@jmolivan

El fútbol, como cualquier otra actividad lúdica, debe tener su porción de espectáculo. El espectador paga una entrada o un abono para disfrutar de una función que le entretenga y aleje de la tensión cotidiana. En definitiva, se trata de pasarlo bien. Pocos aficionados discutirán un buen mate en baloncesto, sea cual sea el marcador, ni una mágica dejada en una pista de tenis. Escribo esto porque no concibo ciertas críticas al famoso penalti indirecto lanzado por Messi ante el Celta. No comparto, para nada, la falta de respeto hacia el rival.

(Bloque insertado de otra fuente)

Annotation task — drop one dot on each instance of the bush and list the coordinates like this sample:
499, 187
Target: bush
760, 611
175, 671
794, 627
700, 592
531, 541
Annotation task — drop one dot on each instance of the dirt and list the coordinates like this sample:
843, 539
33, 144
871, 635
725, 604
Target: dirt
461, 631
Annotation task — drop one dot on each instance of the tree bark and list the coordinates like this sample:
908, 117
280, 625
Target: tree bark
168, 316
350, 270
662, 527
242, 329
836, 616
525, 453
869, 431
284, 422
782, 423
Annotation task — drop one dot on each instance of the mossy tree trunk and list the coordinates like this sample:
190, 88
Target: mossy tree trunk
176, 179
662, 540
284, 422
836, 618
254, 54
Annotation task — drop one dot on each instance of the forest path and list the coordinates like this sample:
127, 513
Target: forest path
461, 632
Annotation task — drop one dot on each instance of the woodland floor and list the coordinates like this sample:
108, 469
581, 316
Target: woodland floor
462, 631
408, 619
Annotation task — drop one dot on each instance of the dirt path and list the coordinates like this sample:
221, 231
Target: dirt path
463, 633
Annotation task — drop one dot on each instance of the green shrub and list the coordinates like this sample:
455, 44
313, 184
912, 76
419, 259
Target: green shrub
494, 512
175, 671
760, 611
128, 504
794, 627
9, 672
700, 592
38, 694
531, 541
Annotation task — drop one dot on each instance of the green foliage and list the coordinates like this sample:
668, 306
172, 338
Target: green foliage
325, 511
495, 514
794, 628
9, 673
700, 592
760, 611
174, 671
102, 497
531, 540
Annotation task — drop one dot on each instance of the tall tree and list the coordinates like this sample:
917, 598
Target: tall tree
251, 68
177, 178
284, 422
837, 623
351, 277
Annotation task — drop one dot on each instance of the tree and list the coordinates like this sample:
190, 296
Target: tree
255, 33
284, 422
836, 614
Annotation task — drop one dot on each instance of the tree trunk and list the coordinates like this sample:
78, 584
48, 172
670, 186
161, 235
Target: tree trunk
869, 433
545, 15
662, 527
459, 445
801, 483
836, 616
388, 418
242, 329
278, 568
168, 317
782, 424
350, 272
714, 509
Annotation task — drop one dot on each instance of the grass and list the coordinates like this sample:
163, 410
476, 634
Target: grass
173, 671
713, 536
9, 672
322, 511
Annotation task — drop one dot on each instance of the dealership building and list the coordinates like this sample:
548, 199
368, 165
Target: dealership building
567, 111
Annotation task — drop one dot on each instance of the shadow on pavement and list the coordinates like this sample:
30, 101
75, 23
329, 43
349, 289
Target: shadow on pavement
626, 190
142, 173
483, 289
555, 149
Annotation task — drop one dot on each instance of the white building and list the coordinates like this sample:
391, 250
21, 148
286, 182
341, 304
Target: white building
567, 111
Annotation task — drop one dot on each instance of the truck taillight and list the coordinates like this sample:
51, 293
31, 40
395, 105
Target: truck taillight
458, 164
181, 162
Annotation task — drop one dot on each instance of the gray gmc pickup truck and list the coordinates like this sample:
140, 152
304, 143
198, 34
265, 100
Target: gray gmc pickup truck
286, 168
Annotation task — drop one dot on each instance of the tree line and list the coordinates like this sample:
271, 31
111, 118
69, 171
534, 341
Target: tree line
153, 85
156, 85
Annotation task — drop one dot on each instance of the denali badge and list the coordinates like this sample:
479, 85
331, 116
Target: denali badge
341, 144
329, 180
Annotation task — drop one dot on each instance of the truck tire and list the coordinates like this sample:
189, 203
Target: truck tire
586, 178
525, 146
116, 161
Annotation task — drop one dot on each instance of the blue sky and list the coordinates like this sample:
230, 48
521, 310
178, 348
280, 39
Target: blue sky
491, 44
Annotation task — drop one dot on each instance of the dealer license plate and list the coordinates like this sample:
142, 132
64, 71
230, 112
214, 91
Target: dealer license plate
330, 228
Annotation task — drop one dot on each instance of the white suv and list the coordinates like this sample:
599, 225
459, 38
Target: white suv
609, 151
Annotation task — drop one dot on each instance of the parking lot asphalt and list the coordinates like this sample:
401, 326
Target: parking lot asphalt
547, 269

Entre otras razones, porque ningún jugador, ni miembros del cuerpo técnico rival, se manifestaron en tal sentido. Es evidente que, si estás en el campo y tienes enfrente a toda la sinfónica blaugrana, la procesión de dolor debe ser incuestionable, pero siempre desde el punto de vista profesional de querer ganar un partido y contemplar, con enorme impotencia, que estás frente a un equipo que te pasa por encima como una apisonadora.

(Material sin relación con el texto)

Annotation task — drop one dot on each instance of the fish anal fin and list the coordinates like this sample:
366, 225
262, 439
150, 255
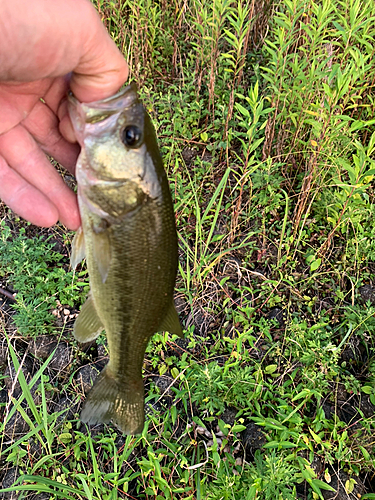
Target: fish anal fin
87, 326
78, 248
120, 401
102, 252
170, 322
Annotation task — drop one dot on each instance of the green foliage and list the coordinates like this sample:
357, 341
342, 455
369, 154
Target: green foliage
265, 118
36, 274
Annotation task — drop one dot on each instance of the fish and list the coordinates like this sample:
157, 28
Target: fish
128, 236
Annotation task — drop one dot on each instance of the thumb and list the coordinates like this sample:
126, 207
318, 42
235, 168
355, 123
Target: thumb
101, 69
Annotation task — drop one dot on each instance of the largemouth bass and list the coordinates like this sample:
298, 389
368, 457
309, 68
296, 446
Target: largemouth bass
129, 239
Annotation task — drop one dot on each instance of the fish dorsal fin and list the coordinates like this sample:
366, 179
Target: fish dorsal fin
102, 252
88, 325
170, 322
78, 248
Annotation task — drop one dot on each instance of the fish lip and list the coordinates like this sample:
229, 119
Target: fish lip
124, 98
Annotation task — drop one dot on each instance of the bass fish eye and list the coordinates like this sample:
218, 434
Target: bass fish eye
131, 136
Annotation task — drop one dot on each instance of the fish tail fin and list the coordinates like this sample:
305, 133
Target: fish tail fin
122, 401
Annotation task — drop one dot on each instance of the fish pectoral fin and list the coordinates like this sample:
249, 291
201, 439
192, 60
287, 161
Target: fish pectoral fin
88, 325
171, 323
78, 248
120, 400
102, 252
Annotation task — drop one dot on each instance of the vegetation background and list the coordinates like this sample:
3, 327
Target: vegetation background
265, 116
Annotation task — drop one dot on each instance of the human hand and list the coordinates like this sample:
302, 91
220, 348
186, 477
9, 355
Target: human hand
45, 48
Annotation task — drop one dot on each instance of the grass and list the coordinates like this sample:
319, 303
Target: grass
265, 118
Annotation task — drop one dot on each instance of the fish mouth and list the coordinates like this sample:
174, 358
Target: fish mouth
98, 110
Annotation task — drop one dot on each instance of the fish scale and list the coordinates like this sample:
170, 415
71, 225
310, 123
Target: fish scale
129, 239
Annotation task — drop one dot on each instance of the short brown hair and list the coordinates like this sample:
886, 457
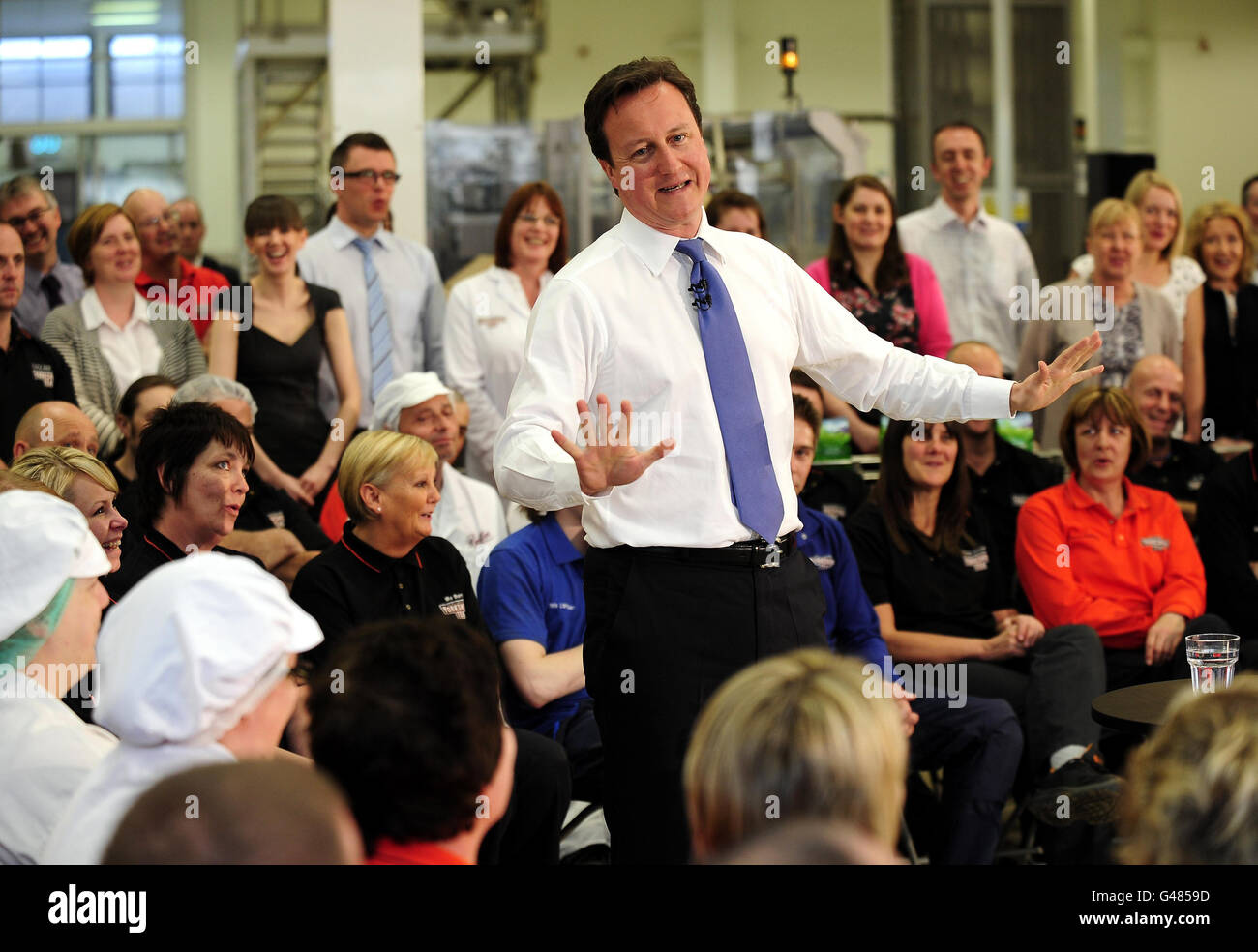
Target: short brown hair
1116, 406
516, 205
86, 231
627, 79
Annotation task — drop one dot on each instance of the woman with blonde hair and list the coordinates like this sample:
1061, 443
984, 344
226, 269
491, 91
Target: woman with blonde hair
794, 737
1193, 788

 No comparto la deriva negativista que está tomado el fútbol. Todo se analiza desde un claro contenido extremista. Parece que lo sensacionalista y escandaloso vende. Existe muy poco criterio objetivo, aquí y allí, en blaugrana y en blanco. Todo tiende a magnificarse y exagerarse. A los que nos gusta el fútbol, independientemente de colores y rivalidades, entendemos perfectamente que los jugadores intenten elevar el nivel del espectáculo. Como en el cine, en el circo o en un partido de la NBA. Te llames Messi, Cristiano, Maradona o Johan Cruyff.